Have you ever been able to combine your passions for Scleroderma advocacy? If so, in what capacity was the project, event, or situation?
You know I've sometimes thought about how my story/my mother's story should be told. Especially since many people have never heard of Scleroderma. The task seems daunting, but it's not out of the question.
What I have found meaningful is mentoring pre-teen kids. I believe that is a time when so much is changing and everyone is miserable. I try to help them know that they are loved and teach them to practice compassion (yes even to that weird kid who is "SO ANNOYING"). I think that is something mother would be proud of.
What is/was the most challenging aspect of seeing your mother combat her illness?
I always thought my mom had such a vibrant spirit. The challenging part was seeing the brief moments when that spirit was broken. Whether it was from physical pain or the pain of being excluded from certain circles in our small town community.
What has been/was a rewarding aspect of experiencing this journey with your mom?
It definitely motivated me to be brave and go for what I want. I am also so grateful that I at least had her long enough for our relationship to grow from mother/daughter to friends. It was like having an older, more confident version of myself to chat with on the phone everyday.

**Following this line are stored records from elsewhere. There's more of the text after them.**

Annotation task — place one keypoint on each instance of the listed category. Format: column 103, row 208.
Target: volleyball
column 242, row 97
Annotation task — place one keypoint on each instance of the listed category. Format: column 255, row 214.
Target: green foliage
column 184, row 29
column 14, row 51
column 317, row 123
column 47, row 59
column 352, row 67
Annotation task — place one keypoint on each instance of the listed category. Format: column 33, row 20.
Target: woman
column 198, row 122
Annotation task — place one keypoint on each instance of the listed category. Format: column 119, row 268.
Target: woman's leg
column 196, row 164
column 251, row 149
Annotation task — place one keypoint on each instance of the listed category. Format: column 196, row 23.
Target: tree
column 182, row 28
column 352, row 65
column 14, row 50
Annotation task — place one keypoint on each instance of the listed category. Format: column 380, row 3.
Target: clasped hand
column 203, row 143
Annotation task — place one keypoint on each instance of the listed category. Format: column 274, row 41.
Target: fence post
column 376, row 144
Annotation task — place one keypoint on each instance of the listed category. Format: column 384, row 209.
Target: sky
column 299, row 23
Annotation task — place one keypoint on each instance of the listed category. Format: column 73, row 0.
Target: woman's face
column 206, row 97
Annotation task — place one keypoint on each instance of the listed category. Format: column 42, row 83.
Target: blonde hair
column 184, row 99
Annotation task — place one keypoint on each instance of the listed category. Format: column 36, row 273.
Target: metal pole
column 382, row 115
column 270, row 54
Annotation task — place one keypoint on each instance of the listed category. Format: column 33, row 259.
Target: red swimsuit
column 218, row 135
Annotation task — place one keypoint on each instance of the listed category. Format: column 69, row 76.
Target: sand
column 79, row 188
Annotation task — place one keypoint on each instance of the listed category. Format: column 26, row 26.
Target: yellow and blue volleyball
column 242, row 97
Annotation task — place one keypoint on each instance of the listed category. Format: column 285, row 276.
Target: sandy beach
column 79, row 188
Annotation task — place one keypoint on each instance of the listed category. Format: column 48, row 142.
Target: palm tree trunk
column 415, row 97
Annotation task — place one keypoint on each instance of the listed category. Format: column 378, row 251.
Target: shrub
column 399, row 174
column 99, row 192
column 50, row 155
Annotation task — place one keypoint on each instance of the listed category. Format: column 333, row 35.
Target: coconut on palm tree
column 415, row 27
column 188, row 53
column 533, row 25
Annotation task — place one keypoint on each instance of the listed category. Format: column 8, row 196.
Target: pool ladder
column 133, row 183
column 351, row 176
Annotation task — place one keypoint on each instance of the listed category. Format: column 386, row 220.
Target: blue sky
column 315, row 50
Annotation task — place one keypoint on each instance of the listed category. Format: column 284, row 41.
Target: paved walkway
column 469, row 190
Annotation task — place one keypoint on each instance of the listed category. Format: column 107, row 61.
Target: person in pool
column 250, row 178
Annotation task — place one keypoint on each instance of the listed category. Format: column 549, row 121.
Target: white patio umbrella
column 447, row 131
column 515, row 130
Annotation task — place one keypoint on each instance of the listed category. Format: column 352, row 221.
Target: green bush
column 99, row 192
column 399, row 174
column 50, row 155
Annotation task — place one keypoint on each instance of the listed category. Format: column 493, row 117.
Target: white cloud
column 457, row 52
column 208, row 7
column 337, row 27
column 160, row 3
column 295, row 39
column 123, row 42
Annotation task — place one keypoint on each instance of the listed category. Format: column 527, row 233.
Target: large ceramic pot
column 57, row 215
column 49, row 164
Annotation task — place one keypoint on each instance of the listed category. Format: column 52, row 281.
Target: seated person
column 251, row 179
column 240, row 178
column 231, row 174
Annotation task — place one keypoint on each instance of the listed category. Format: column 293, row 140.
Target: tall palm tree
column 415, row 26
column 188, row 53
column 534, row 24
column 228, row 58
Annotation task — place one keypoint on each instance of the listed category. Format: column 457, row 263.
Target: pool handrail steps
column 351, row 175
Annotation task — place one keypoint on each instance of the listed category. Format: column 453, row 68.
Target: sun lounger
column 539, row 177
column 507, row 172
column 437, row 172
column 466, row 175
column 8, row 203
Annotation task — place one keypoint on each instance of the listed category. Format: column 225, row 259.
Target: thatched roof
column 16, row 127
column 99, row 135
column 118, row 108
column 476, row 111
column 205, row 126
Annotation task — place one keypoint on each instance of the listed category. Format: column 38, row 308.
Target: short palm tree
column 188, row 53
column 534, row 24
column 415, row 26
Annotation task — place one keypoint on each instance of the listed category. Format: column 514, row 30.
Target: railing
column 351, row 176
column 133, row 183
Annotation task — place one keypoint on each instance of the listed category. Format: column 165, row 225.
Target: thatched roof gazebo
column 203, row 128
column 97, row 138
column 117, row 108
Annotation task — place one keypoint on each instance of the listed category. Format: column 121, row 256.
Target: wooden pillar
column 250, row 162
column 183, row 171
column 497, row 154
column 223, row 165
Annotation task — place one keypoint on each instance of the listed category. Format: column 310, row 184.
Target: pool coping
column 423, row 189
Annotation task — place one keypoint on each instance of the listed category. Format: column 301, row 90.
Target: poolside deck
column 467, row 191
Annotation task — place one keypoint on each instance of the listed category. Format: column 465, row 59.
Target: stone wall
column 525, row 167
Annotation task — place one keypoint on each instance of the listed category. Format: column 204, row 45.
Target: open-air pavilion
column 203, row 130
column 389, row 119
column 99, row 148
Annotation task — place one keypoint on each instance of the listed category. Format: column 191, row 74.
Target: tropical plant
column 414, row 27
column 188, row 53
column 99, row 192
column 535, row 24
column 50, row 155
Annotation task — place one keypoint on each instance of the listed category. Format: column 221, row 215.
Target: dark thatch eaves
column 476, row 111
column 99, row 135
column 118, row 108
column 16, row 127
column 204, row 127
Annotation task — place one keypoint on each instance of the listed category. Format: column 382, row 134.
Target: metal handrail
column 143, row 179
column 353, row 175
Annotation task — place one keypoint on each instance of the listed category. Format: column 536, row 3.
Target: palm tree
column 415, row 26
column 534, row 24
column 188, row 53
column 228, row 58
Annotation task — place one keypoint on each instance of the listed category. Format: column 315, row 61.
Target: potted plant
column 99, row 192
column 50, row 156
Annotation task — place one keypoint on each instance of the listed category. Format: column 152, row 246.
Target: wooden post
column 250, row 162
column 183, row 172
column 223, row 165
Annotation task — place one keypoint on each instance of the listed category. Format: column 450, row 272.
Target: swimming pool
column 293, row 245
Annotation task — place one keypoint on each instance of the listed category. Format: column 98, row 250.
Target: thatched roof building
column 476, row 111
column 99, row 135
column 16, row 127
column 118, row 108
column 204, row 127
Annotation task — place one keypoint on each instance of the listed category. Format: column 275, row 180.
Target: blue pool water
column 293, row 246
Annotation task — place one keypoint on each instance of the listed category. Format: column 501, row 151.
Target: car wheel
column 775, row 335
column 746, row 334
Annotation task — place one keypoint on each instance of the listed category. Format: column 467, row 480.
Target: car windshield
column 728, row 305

What is one piece of advice your loved one gave you that will always stay with you?
The day before she passed, we were on the phone. I had an audition coming up but I told her I wasn't going to go because why bother... I wasn't going to be cast anyway. She told me "Rebekah, you have got to STOP doubting yourself and START believing in yourself."
If there is one piece of advice you could give young women with an ill parent, what would that be?
#1 Always say I love you. Every. Single. Day.
#2 Find a creative outlet...perhaps even multiple.
#3 It's ok to reach out for help. When I was growing up, I remember there being such a stigma around going to therapy. I think times are changing, but I feel like therapy would have been so helpful for me to process what I was going through. In lieu of therapy, I found solace in theatre, dance, and journaling.
What keeps you inspired?
I find inspiration in good storytelling. That can come from a variety of mediums whether it be theatre, film, music, spoken word, or even the cosmetic world. I also find inspiration from seeing women uplifting other women. That always gets me so pumped up!